The 1820s were hailed as the most thriving decade in terms of adding to the structure of the French Quarter we’re seeing today, with elements of French and Spanish colonial, and Caribbean influences. During that time, the original Spanish architecture was gradually replaced. To prevent fires, strict building codes were enforced, and a lot of brick was introduced to replace the wood.
The 1850 House
523 St. Ann St., Lower Pontalba Bldg., Jackson Sq. $3
Built in the late 1840s by the Baroness Micaela Almonester Pontalba, the Lower and Upper Pontalba Buildings flank the sides of Jackson Square. The Upper Pontalba buildings at 1008 N. Peters St. house residential apartments, but you can tour the 1850 House of the Lower Pontalba Buildings to get a glimpse at how the upper middle class lived in prosperous antebellum New Orleans.
Old U.S. Mint
400 Esplanade St., free admission
Built in 1835, the Old U.S. Mint served as both a U.S. and a Confederate Mint. Now a museum, research facility and site for music festivals and performances, the building houses several exhibits, including its permanent collection.
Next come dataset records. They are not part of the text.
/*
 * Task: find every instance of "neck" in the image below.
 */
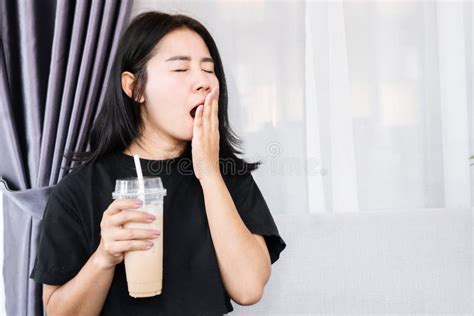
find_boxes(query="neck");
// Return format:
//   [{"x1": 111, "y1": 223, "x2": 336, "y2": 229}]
[{"x1": 124, "y1": 130, "x2": 187, "y2": 161}]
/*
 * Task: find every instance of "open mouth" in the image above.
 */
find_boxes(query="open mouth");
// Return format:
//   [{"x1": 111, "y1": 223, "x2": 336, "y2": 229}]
[{"x1": 189, "y1": 104, "x2": 203, "y2": 118}]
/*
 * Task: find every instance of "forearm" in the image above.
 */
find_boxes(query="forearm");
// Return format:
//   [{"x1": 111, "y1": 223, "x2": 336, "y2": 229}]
[
  {"x1": 200, "y1": 174, "x2": 270, "y2": 304},
  {"x1": 46, "y1": 251, "x2": 115, "y2": 316}
]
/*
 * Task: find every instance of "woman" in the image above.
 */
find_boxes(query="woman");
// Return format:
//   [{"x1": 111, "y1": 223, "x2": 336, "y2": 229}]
[{"x1": 31, "y1": 11, "x2": 286, "y2": 315}]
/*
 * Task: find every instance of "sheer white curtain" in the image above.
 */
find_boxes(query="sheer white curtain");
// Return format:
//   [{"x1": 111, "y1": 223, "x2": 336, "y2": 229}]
[
  {"x1": 306, "y1": 0, "x2": 473, "y2": 213},
  {"x1": 132, "y1": 0, "x2": 473, "y2": 214}
]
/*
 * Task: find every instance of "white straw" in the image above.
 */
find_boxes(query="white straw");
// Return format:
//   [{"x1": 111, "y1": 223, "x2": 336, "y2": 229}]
[{"x1": 133, "y1": 154, "x2": 145, "y2": 199}]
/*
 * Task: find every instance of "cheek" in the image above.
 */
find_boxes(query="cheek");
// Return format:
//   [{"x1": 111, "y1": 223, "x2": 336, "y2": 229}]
[
  {"x1": 145, "y1": 94, "x2": 175, "y2": 121},
  {"x1": 144, "y1": 76, "x2": 172, "y2": 109},
  {"x1": 143, "y1": 81, "x2": 183, "y2": 122}
]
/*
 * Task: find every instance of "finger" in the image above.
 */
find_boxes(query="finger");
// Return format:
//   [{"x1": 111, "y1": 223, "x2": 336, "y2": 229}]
[
  {"x1": 193, "y1": 104, "x2": 204, "y2": 135},
  {"x1": 105, "y1": 199, "x2": 143, "y2": 216},
  {"x1": 108, "y1": 227, "x2": 160, "y2": 241},
  {"x1": 107, "y1": 240, "x2": 155, "y2": 254},
  {"x1": 108, "y1": 209, "x2": 155, "y2": 227},
  {"x1": 211, "y1": 94, "x2": 219, "y2": 132},
  {"x1": 202, "y1": 90, "x2": 213, "y2": 132}
]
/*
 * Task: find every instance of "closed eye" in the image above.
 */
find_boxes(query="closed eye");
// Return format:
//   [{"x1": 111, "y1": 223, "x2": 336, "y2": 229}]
[{"x1": 173, "y1": 69, "x2": 214, "y2": 73}]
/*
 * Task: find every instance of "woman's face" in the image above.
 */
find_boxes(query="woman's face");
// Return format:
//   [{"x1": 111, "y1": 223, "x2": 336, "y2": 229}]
[{"x1": 140, "y1": 28, "x2": 219, "y2": 142}]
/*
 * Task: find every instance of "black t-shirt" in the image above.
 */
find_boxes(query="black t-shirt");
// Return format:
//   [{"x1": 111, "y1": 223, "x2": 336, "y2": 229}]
[{"x1": 30, "y1": 150, "x2": 286, "y2": 315}]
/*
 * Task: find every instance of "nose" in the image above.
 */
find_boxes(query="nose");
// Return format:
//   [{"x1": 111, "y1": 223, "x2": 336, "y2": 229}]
[{"x1": 192, "y1": 71, "x2": 212, "y2": 94}]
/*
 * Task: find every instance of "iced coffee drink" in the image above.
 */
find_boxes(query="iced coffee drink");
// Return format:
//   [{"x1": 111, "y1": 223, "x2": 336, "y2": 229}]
[{"x1": 112, "y1": 177, "x2": 166, "y2": 298}]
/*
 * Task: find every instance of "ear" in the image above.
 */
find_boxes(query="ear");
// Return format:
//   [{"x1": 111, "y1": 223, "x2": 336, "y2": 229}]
[{"x1": 121, "y1": 71, "x2": 145, "y2": 103}]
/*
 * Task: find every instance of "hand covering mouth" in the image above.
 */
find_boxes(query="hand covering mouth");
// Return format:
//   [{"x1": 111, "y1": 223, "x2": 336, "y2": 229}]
[{"x1": 189, "y1": 103, "x2": 204, "y2": 118}]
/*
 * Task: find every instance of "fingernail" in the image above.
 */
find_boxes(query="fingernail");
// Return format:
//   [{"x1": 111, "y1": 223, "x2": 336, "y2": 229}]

You’ll find a display of coins and stamping presses, and a jazz exhibit with Louis Armstrong’s first cornet, plus historic recordings and rare film footage. Current exhibits explore the life of Louis Armstrong, showcase Southern art, and display a collection of musical instruments, including Fats Domino’s Steinway grand piano.
Beauregard-Keyes House and Garden
1113 Chartres St., $10; 45 mins.
Built by Confederate General Pierre Gustave Toutant Beauregard in 1826, the Beauregard-Keyes House stands opposite the old Ursuline Convent, boasting a splendid garden and lavish interior. The house changed hands many times and is now owned by the Keyes Foundation, which was established by the late resident, Frances Parkinson Keyes, who has restored the house.
1132 Royal St., $15
Tour the gilded Victorian splendor of Gallier House, designed by a prominent architect, James Gallier, more than 150 years ago. The house is full of antique children’s toys, chandeliers, and period art that reflect life in New Orleans at that time. The tour touches upon the lives of enslaved people and domestic servants who made this luxurious lifestyle possible. For the summer, portions of the house are redecorated in the “Summer Dress” tradition of protecting the furnishings from the elements and the insects, to show what life was like here during the hot months — before air conditioning, fans and screens.
Hermann Grima House
820 St. Louis St., $10
This restored Federal mansion was built in 1831 and features the only working open-hearth kitchen in New Orleans. The interior is furnished with period pieces and historically accurate reproductions of carpets and upholstery. Both the house, adjacent outbuildings and the courtyard tell a story of what life was like for wealthy Creole families in the 1830-1860s. November through April, open-hearth cooking demonstrations are offered in the outdoor kitchen, using traditional recipes and techniques of the 19th century.
And then there’s all that romantic ironwork
Always a hit with visitors and locals alike, the intricately decorated wrought-iron balconies, gates, doors, and fences of the French Quarter are a timeless treasure. To take it all in, try walking the length of Royal or Chartres streets from Esplanade to Jackson Square.